Julio González was born in Barcelona on September 21, 1876. At the age of 15, González began an apprenticeship as a goldsmith together with his brother. In the evenings he studied drawing by taking courses at the Barcelona university of art. In 1899 the family moved to Paris, where Julio González first met Picasso and other artists and decided to become a painter himself.
His encounter with the Spanish sculptor Pablo Gargallo resulted in one of the influential contacts, which were to accompany González in his later career. When his brother died in 1908 Julio González fell into a deep emotional crisis and subsequently lived in almost total seclusion in Paris, maintaining contact only with Picasso and Constantin Brancusi.
Julio González then gradually abandoned painting, earning a living as an artist blacksmith and focused on metal sculptures. In 1918 Julio González trained as a welder and learned autogenous soldering, which became the basis of his future oeuvre. He produced his first sculptures made from wrought iron, from which he formed human figures, still based on traditional ideas.
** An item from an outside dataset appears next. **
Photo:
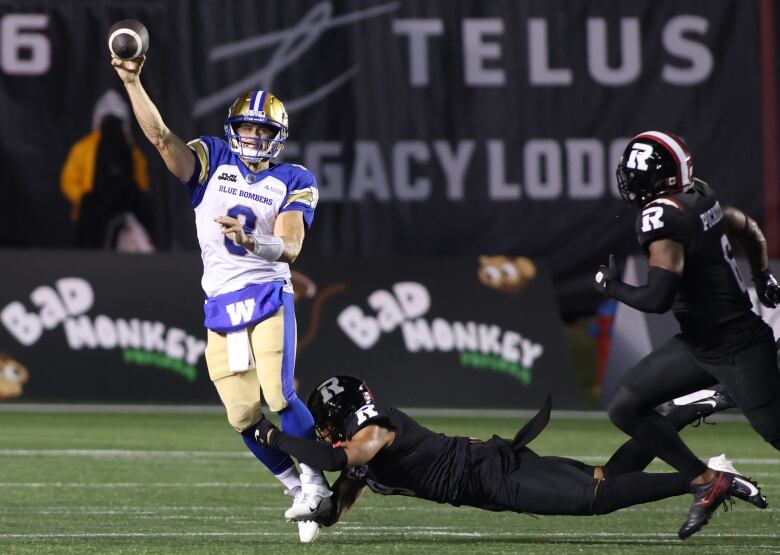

In 1928 a cooperation with Picasso began, who was taught metalworking by Julio González. Under the influence of Picasso, Gonález's artwork became more and more abstract.
From 1935 the sculptures became more massive. When acetylene and oxygen became scarce due to the war, Julio González was unable to continue his sculptural work and was left with drawing and modeling using plasticine and gypsum.
Julio González died on March 17, 1942 in Arcueil near Paris.